Globe-trotting OVC student gains experience with animals from Iceland to India
BY ANDREW VOWLES
Providing veterinary care for abandoned and stray dogs at a shelter in India seems a world removed from presenting a scientific paper on Icelandic horses to animal behaviour experts gathered from around the world in Japan. But it was all in a summer's work for fourth-year DVM student Kate Sawford, whose globe-trotting this year gave her a chance to extend her clinical and research skills developed at Guelph.
Now back at U of G, where she's begun rotations this semester in the Veterinary Teaching Hospital, Sawford says her summer abroad has given her a new appreciation for what's right here at home in Canada. And with an eye on graduation day, she says that varied experience has also “made me aware of different opportunities in working and research” — not to mention whetting her appetite for international work.
“I'd always wanted to gain veterinary experience in a developing nation,” says Sawford, who hails from Hamilton and arrived at U of G with a President's Scholarship in 2000.
She had her chance this summer. After spending four weeks working with horses and small animals at a veterinary clinic in Phoenix, she travelled to India for a volunteer stint at an animal shelter in Jaipur. Another DVM student, Lucas Yuricek, also volunteered at the shelter this summer.

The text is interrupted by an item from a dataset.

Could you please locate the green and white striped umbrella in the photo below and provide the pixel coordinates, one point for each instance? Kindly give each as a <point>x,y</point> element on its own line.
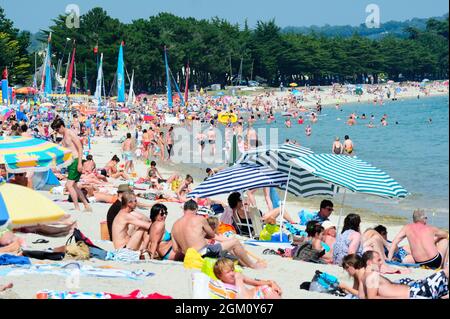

Located in Rajasthan province in northwest India, the shelter — called Help in Suffering — runs a number of programs intended to improve living conditions for horses, donkeys, elephants and camels. The program is run by a charitable trust set up in 1980 by a British woman who was appalled by the lack of veterinary or rescue facilities for numerous stray animals living on the streets of India's cities and towns. (Roughly similar to Doctors Without Borders, Help in Suffering operates in India, the United Kingdom, Australia and France.)

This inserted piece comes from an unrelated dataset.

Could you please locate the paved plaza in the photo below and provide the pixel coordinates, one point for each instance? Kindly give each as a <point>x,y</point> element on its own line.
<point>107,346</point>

Working for the shelter's animal birth control program, Sawford spent her time spaying and neutering street dogs, vaccinating them against rabies and tagging them for release. The program was begun 10 years ago in an effort to control the street dog population and to reduce the number of rabies cases in Jaipur.
“Rabies is a big human health problem,” says Sawford. “There are an estimated 20,000 to 30,000 human rabies cases per year in India,” nearly all caused by dog bites. During the last three years, Jaipur has seen no human rabies cases.
In August, Sawford travelled to Japan to speak to the annual conference of the International Society for Applied Ethology about her research on kinship recognition among Icelandic horses.
For the previous two summers, she had worked in Iceland on a project she designed to investigate relationships among horses and, in particular, what factors determine bond formation between individual animals. That kind of information may help managers make better decisions when they place horses in groups, perhaps helping to reduce aggression and injury.
Her studies with collaborators at the University of Iceland suggest that kinship is less important in bonding than other factors. When unfamiliar horses are grouped together, for example, they gravitate toward individuals with the same coat colour their mother had, says Prof. Suzanne Millman, a horse behaviour expert in OVC's Department of Population Medicine. As with many animal species, newborns are believed to imprint on their mothers, she says.
“Maybe there's a link between coat colour and feelings of security,” says Millman, adding that Sawford's findings may apply to other kinds of horses. Particularly for a horse with behavioural problems, she says, “if you knew the coat colour ahead of time and had a choice, chances are this animal might get along better with a horse that was similar to its dam.”
Sawford had contacted Millman after doing summer research work with Prof. David Noakes, Integrative Biology. Noakes has worked with Icelandic researchers and students for about 20 years through exchange programs. Last fall, he helped establish the Iceland-Guelph Institute for teaching and research collaborations with several Icelandic universities, including Hólar University College, home to the International Centre for Icelandic Horses.
Because Iceland maintains a comprehensive pedigree for its all horses, it offered a perfect lab for designing a kinship research study, says Millman. She co-authored the resultant paper with Sawford and Hrefna Sigurjónsdóttir of the Iceland University of Education.
Millman had intended to travel to the Japan conference, but she's still mending after breaking her back in a recent fall from a horse. Referring to Sawford's presentation, she says: “For a student at the undergraduate level to go in and give a spoken paper at an international-level meeting is pretty unusual, but it has to do with the strength of the work she did.”
For the future, Sawford is contemplating graduate studies, but says she plans to work in private practice first.